Újabb adatok az inclusiós testes myositis patomechanizmusáról és terápiájáról

Translated title of the contribution: Inclusion body myositis pathomechanism and therapy

Andrea Váncsa, K. Dankó

Research output: Contribution to journalArticle

6 Citations (Scopus)

Abstract

Inclusion body myositis is an acquired inflammatory muscle disease belonging to the family of idiopathic inflammatory myopathy with vacuola formation. Approximately 15-28% of idiopathic inflammatory myopathy patients suffer from inclusion body myositis. Early diagnosis is very important due to the slowly progressive disease course and consecutive muscle atrophy. Inclusion body myositis is the most common chronic progressive muscle disease over the age of 50 years. Both degenerative processes including β-amyloid accumulation and inflammatory processes, such as CD8 positive T-lymphocytes mediated cellular citotoxicity take part in the pathomechanism of the inclusion body myositis.

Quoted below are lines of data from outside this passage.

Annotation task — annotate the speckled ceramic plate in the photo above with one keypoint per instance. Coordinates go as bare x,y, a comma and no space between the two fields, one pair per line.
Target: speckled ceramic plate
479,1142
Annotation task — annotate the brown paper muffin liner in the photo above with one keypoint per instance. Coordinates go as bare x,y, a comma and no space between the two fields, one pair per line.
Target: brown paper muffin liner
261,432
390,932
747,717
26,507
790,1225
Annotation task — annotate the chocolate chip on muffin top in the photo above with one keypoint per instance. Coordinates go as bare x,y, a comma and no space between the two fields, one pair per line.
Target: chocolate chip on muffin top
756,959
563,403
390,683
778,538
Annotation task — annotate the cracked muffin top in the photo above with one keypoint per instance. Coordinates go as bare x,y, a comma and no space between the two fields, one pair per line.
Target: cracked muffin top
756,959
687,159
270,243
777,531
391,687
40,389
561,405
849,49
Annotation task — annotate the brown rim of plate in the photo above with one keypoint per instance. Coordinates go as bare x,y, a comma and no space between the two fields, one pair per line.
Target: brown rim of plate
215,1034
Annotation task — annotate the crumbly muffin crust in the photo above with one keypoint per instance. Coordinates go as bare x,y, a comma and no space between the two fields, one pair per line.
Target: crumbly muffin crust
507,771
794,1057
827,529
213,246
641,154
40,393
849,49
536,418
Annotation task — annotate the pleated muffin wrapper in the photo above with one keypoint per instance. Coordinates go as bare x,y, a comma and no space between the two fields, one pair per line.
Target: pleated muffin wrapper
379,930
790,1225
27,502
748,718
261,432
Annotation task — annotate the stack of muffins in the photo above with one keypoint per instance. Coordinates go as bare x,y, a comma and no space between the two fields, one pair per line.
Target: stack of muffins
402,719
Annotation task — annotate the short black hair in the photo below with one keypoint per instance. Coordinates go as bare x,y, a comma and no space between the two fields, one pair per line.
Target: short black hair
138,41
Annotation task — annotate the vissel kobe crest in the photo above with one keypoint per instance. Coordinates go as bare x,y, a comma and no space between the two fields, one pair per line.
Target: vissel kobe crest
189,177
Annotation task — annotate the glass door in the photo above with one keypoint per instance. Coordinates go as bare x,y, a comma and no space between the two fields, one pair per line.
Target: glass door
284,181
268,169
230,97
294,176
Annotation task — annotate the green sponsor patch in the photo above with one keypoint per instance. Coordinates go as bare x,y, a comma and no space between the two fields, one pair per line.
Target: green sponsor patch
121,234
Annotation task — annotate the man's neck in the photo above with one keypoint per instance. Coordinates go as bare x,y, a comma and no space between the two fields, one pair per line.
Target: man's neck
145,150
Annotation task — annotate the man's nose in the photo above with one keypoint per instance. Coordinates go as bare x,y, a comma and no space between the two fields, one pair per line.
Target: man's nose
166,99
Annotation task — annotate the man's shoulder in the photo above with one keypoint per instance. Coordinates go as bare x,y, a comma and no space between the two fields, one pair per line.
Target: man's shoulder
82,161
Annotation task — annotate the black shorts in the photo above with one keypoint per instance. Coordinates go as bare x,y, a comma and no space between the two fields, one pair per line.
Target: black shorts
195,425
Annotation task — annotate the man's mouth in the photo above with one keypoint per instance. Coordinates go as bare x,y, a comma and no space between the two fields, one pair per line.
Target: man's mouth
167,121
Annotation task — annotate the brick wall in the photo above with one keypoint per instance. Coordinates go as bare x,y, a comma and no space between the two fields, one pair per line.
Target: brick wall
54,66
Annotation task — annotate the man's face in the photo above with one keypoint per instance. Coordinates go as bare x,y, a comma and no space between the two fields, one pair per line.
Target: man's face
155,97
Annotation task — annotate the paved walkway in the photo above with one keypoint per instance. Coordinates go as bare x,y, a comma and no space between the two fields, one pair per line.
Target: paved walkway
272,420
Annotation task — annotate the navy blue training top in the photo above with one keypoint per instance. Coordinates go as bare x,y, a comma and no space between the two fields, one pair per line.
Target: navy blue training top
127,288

These findings are well demonstrated by the parallel presence of vacuolized muscle fibers rarely invaded by T cells and intact muscle fibers invaded by inflammatory T-cells in biopsy specimens. MHC-I/CD8 komplex was introduced into the newly revised diagnostic criteria as a specific immune marker which helps to differentiate inclusion body myositis from aspecific inflammation present in other muscle dystrophies. Clinically both proximal and distal muscle weakness, respiratory muscle weakness and dysphagia are present. Interstitial lung disease is infrequent. Inclusion body myositis responds poorly to antiinflammatory treatment due to the predominant degenerative processes and it often results in only biochemical response instead of clinical. Diagnosis and differential diagnosis of inclusion body myositis are a very special challenge for the physician due to the diagnostic procedures which need immunhistochemical background. New therapeutic targets, monoclonal antibodies against the costimulatory molecules, anticitokine therapy may provide further improvement in the quality of life of inclusion body myositis patients.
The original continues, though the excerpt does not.